Mr Lansley maintained that GPs had been disappointed by so many previous Government initiatives begun and then dropped. He justified the opposition to the Bill from GPs thus : Initial GP enthusiasm has been eroded by debate – I can understand their worry that it will be a Duke of York march up and down the hill….but this is about outcomes and making sure that clinicians give time and support to patients’.  This will not be the case. They would not be like the army of the Duke of York this time.  “To secure the NHS for the future clinicians had to have responsibility to decide”.

On what he continually referred to as vested interests, Lansley recalled a television programme about the Borgias.  “The Prince sets out change. Everyone is against it. Machiavelli advises ‘you have to do it quickly’”.  To which he added “but not regardless – you need to take people with you – as over the last year. We are making these changes purely because of vested interest – to redress barriers and to do better in the future.   When change is resisted by vested interest – DO IT QUICKLY!! Only then will they listen, adapt and be flexible….”

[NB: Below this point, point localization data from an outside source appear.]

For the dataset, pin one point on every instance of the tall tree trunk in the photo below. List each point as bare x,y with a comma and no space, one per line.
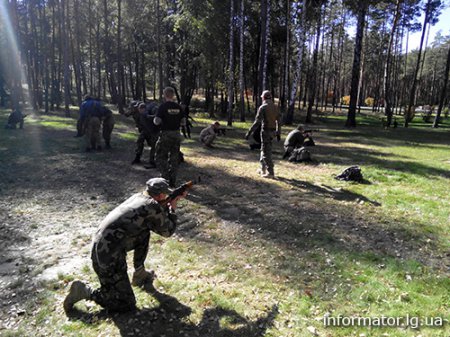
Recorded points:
65,44
158,39
285,77
312,80
443,92
301,37
241,63
231,66
412,93
351,116
121,77
263,50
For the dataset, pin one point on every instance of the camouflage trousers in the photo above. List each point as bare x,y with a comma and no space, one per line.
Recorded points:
167,155
115,292
108,126
266,151
151,140
93,133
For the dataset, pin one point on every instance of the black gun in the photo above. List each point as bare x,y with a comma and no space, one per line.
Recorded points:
177,192
222,130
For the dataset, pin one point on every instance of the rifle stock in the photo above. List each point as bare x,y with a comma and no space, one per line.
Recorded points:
177,192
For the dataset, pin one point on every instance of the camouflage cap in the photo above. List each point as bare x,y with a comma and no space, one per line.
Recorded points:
266,94
157,186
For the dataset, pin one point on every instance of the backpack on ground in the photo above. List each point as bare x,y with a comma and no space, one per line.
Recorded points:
352,173
300,155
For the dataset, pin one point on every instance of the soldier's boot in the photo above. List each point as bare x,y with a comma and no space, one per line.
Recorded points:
262,171
150,165
141,277
136,160
270,174
78,291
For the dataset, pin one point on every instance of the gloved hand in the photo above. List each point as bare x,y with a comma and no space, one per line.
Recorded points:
141,277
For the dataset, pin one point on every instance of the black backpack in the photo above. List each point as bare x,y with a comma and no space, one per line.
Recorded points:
300,155
352,173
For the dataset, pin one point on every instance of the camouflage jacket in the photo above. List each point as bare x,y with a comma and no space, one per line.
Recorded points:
128,227
268,117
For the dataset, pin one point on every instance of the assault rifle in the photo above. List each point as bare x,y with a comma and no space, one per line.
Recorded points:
310,130
222,130
177,192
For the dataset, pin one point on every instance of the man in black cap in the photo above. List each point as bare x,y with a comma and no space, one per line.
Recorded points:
170,117
126,228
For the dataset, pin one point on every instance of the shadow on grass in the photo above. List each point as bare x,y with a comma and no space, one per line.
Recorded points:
171,318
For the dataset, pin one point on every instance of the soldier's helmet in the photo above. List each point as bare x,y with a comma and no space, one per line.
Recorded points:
156,186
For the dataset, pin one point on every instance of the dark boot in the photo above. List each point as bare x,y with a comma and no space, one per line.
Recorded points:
136,160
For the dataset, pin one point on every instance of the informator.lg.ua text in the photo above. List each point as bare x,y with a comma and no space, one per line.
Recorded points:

This was the climax of the peroration.

Neil Churchill said the Secretary of State was “absolutely right” and thanked him. The formal meeting ended at 19.15.

Andrew Lansley stayed to chat and share a drink for about an hour.  In the group we joined, just before he had to leave, the subject returned whether the Bill’s structural changes were necessary to enable the outcomes and benefits asked about in the previous hour’s questions to be achieved.  The Secretary of State said ‘they could be achieved without the change’   “So why make the changes ?” he himself then asked.  His answer was that’ in two or three years time everyone will see and be grateful that the changes were for the best’. 

Notes by Roger Gartland and Jos Bell written 13.9.11.